Kathy Kottaridis, executive director of Historic Boston Incorporated, said the three areas supported by the CPA complement each other in strengthening neighborhoods. For instance, some of HBI’s projects have involved rehabilitating historic properties to be used for housing and urban farming. And HBI often encounters gaps between needed funds and what can be raised from traditional sources, she told the Banner, making CPA funding a significant potential resource.
How it works
Funds raised by the CPA go straight to key causes, but are not locked in to specific initiatives. This gives officials flexibility in the methods they use to try to achieve the goals. For instance, money designated for affordable housing could go toward subsidizing affordable housing development, homeownership programs and/or other efforts, as officials see fit.
Each of the three areas — historic preservation, parks and affordable housing — would receive at least ten percent of the CPA-generated funds. A to-be-created Community Preservation Committee with five to nine members would make recommendations to the City Council on how to distribute the rest.
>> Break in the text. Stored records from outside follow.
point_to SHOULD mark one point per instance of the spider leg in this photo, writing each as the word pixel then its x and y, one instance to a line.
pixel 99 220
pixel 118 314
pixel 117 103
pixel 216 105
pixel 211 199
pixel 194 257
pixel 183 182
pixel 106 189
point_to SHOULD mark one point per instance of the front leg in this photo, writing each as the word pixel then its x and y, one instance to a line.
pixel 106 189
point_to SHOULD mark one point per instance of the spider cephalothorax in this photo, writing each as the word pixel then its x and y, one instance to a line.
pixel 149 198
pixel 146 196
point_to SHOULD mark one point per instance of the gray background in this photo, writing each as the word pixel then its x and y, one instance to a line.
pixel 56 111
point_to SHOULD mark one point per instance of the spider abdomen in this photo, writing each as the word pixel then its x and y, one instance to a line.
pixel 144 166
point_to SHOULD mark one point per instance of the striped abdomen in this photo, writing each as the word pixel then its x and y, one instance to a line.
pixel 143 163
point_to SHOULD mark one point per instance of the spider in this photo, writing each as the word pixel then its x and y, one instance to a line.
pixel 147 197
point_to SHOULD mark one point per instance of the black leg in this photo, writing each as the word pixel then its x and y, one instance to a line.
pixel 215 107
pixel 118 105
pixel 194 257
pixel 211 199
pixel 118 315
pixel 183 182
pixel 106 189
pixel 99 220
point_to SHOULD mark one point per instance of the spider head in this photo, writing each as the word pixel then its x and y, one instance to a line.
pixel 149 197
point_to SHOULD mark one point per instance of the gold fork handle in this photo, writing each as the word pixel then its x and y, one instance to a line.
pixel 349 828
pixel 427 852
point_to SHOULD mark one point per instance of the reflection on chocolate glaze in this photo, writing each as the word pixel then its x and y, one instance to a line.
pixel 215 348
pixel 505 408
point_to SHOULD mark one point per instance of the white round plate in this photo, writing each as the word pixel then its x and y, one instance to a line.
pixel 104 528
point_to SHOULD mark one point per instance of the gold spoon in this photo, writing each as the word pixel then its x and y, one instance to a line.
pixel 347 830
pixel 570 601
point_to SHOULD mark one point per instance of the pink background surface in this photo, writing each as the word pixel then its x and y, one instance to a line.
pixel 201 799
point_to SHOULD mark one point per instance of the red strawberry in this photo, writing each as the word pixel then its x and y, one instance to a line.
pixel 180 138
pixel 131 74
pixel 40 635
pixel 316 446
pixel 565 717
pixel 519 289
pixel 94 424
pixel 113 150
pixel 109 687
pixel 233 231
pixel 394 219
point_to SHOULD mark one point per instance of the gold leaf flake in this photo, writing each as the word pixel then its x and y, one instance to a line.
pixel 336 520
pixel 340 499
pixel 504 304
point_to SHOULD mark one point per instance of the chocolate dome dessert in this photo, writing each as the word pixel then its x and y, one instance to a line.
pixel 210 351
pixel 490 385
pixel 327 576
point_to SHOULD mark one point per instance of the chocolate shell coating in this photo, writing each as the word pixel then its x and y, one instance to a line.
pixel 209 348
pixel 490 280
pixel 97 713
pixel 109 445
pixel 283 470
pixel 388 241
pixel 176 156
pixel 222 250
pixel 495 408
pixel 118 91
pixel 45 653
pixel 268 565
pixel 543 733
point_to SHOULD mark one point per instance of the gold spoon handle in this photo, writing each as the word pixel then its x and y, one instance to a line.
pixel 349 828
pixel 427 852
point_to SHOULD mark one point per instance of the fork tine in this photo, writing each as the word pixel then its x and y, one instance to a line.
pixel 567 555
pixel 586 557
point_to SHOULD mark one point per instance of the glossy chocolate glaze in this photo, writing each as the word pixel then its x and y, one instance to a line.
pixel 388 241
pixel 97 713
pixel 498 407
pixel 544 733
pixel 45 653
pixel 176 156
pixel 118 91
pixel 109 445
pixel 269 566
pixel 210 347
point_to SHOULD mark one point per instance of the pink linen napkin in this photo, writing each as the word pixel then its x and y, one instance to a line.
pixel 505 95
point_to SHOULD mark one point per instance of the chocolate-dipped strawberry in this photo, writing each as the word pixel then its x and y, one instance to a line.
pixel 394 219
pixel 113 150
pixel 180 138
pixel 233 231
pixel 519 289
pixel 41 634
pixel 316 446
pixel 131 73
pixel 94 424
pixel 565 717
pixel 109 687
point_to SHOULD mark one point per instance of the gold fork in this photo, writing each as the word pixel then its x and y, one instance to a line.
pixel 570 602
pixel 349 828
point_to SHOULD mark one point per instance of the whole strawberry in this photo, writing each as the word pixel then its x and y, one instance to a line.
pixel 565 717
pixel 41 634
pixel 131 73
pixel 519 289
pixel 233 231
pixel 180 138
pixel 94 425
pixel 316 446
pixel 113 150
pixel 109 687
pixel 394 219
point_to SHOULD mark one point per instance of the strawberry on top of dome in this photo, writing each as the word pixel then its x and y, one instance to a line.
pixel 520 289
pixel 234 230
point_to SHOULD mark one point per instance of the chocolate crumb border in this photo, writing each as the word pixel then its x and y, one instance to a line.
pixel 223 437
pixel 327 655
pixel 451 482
In past years, in cities that have adopted the CPA, the state has matched CPA funds at a level of 23 to 50 percent. Special appropriations by the state legislature and a surcharge placed on deed transfer transaction fees are responsible for generating the state’s contributions. But this surcharge is applied to anyone making a transaction at the Registry of Deeds, regardless of whether her or his municipality participates in CPA. If Boston takes up the CPA, it will start tapping into the fund its residents have been helping supply.
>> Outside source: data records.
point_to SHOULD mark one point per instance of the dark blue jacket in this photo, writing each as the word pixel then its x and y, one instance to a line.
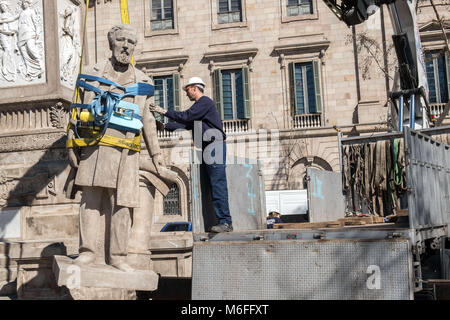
pixel 202 110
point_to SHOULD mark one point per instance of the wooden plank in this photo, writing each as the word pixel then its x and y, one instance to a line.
pixel 402 213
pixel 308 225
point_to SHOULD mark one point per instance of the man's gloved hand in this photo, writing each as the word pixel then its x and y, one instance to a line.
pixel 159 162
pixel 159 125
pixel 157 109
pixel 72 154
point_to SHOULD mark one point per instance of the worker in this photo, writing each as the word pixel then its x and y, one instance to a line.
pixel 108 175
pixel 204 112
pixel 273 218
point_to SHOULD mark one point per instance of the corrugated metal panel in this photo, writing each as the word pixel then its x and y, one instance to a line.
pixel 292 269
pixel 325 199
pixel 428 178
pixel 287 202
pixel 245 196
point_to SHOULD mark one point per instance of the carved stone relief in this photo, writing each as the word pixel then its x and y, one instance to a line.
pixel 69 16
pixel 22 54
pixel 50 116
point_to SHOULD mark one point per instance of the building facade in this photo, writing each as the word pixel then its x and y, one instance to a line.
pixel 284 74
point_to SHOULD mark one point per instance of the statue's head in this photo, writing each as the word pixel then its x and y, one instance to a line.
pixel 26 4
pixel 3 6
pixel 122 41
pixel 68 11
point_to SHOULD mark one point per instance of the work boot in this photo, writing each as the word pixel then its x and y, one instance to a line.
pixel 85 258
pixel 122 266
pixel 223 227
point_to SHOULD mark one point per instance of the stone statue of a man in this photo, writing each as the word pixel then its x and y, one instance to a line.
pixel 108 176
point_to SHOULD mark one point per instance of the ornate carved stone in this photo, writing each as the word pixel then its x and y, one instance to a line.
pixel 22 43
pixel 69 41
pixel 58 116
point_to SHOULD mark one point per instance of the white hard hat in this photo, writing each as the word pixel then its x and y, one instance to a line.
pixel 194 80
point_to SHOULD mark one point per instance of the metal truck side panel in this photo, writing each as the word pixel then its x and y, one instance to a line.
pixel 292 269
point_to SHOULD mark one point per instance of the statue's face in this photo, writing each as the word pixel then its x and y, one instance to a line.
pixel 123 46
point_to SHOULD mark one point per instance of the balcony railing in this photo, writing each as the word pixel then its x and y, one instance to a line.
pixel 235 126
pixel 313 120
pixel 437 109
pixel 163 134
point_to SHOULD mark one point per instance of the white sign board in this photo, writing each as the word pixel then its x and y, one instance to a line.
pixel 287 202
pixel 10 224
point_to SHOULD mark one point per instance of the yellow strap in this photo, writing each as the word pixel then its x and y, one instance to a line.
pixel 125 16
pixel 76 97
pixel 132 143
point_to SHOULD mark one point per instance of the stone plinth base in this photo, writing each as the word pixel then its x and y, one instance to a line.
pixel 95 278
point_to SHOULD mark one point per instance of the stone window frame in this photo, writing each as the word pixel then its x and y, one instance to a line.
pixel 286 19
pixel 232 59
pixel 300 53
pixel 147 23
pixel 215 25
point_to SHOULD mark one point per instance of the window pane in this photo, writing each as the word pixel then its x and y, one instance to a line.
pixel 296 8
pixel 227 96
pixel 443 87
pixel 429 66
pixel 235 5
pixel 171 202
pixel 156 4
pixel 163 94
pixel 223 6
pixel 311 90
pixel 299 89
pixel 240 112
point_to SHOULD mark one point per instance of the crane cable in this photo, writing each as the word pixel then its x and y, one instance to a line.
pixel 125 16
pixel 76 97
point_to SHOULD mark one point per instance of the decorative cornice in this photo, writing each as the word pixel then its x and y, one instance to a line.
pixel 162 62
pixel 299 48
pixel 245 55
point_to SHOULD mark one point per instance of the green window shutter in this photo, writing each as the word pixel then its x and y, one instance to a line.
pixel 246 85
pixel 317 86
pixel 176 91
pixel 447 67
pixel 293 96
pixel 218 91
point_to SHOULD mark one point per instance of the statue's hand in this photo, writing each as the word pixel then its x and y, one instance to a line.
pixel 155 108
pixel 158 160
pixel 72 154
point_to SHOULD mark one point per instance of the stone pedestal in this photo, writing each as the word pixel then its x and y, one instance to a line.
pixel 101 281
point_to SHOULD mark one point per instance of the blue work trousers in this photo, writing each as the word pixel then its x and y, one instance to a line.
pixel 219 189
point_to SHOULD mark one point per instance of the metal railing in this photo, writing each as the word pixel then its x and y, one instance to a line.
pixel 437 109
pixel 163 134
pixel 313 120
pixel 235 126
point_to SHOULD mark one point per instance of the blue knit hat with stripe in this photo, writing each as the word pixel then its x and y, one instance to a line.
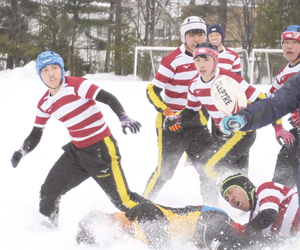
pixel 49 57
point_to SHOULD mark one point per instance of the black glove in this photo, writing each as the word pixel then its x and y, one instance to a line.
pixel 294 119
pixel 17 156
pixel 127 122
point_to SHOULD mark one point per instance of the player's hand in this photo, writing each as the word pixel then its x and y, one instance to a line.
pixel 283 136
pixel 16 158
pixel 127 122
pixel 233 123
pixel 172 123
pixel 294 119
pixel 240 229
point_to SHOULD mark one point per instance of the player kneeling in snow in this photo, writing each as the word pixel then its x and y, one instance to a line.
pixel 160 226
pixel 274 207
pixel 228 151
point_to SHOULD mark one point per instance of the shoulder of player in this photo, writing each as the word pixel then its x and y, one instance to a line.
pixel 175 55
pixel 231 74
pixel 194 81
pixel 230 51
pixel 74 80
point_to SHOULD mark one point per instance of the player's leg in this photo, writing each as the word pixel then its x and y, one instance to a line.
pixel 63 176
pixel 170 149
pixel 103 163
pixel 287 163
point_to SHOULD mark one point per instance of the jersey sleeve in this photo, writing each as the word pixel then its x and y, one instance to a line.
pixel 88 90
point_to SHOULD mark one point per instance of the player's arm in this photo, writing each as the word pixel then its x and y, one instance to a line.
pixel 154 96
pixel 28 145
pixel 111 101
pixel 263 220
pixel 116 106
pixel 282 135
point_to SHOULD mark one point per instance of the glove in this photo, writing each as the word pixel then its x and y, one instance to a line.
pixel 127 122
pixel 176 127
pixel 230 124
pixel 240 229
pixel 294 119
pixel 172 122
pixel 283 136
pixel 16 158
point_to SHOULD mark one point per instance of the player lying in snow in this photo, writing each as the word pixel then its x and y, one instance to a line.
pixel 274 207
pixel 158 225
pixel 258 115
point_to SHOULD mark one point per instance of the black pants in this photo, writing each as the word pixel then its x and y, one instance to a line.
pixel 100 161
pixel 287 163
pixel 227 153
pixel 195 141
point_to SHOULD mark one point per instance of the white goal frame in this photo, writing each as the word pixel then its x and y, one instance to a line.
pixel 267 52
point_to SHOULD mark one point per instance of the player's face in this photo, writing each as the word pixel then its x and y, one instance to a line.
pixel 215 38
pixel 192 38
pixel 291 50
pixel 51 76
pixel 237 198
pixel 205 67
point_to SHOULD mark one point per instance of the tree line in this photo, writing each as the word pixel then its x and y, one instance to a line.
pixel 29 27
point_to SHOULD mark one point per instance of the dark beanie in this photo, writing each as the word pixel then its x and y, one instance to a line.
pixel 216 28
pixel 240 181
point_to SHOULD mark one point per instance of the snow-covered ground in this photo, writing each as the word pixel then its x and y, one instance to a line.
pixel 20 221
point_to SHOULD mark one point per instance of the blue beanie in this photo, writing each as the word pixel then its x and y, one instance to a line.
pixel 49 57
pixel 216 28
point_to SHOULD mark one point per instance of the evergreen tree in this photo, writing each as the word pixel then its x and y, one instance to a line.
pixel 273 17
pixel 15 37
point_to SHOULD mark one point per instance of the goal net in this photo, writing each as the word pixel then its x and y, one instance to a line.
pixel 265 65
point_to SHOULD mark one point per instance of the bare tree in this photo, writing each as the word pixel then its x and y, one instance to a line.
pixel 242 13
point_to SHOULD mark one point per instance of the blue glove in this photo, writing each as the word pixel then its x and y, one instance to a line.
pixel 127 122
pixel 230 124
pixel 172 122
pixel 16 158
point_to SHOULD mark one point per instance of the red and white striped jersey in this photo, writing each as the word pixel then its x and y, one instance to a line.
pixel 284 200
pixel 174 74
pixel 230 60
pixel 284 74
pixel 199 93
pixel 75 106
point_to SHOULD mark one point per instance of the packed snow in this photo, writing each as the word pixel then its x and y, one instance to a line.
pixel 20 226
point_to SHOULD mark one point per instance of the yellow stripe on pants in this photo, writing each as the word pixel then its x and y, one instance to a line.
pixel 220 154
pixel 121 187
pixel 157 172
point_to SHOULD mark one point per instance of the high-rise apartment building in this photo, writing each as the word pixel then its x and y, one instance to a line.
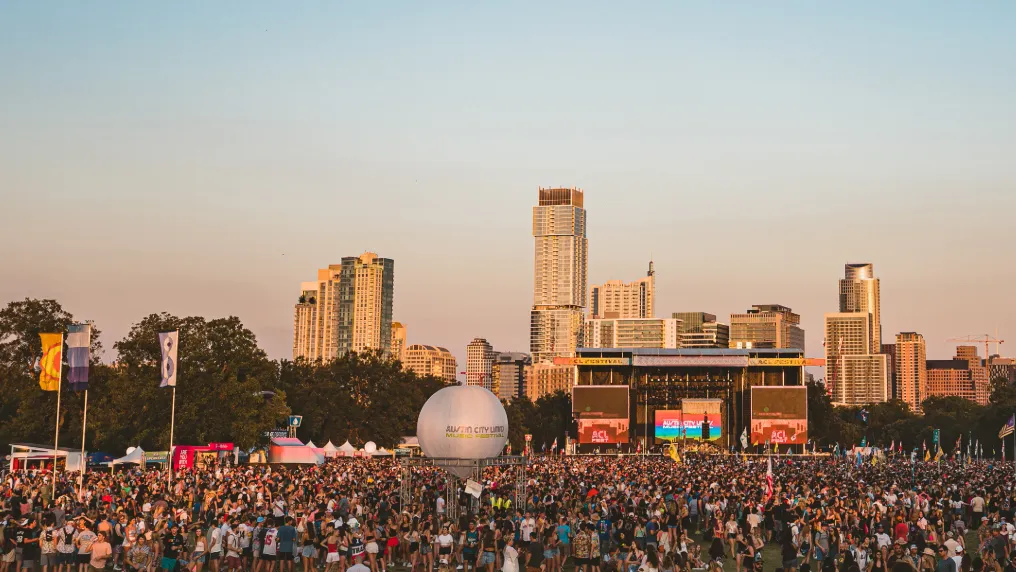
pixel 635 332
pixel 855 376
pixel 347 309
pixel 859 293
pixel 431 360
pixel 480 357
pixel 616 299
pixel 547 379
pixel 700 330
pixel 509 374
pixel 963 376
pixel 398 340
pixel 560 278
pixel 766 326
pixel 856 371
pixel 910 358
For the average single-family home, the property tax surcharge translates into paying an extra $28 annually, according to city officials. The first $100,000 of a property’s value is exempt from the surcharge, and there would be exemptions for senior and low-income homeowners, Walsh said.
In the past, some have expressed fears that any additional property costs will burden businesses. Already, commercial property is taxed at a more than twice the rate of residential property, and the surcharge would rely more heavily on them.
“The majority of new revenue would come from commercial properties,” states a city press release. Walsh administration officials did not have information available on average surcharges for commercial properties.
However, Walsh argued that an increase in affordable housing is also a benefit to businesses. It would make it easier for employees to stay in the city, and thus for companies to fill positions. The news conference also brought out several supporters from the business community, including Boris Kuritnik, real estate agent with Jamaica Plain’s Greenville Group.
He told the Banner that the CPA funding helps retain communities and promote the “historical feel and natural aspect of the city,” — elements he says make Boston attractive to live in and draw people to the city.
Real estate reliance
During his recent budget proposal announcement, Walsh lamented Boston’s reliance on property tax, complicated by the restrictions Proposition 2 ½ places on how much property value can be tapped. With the addition of the CPA, the city turns again to real estate for revenue.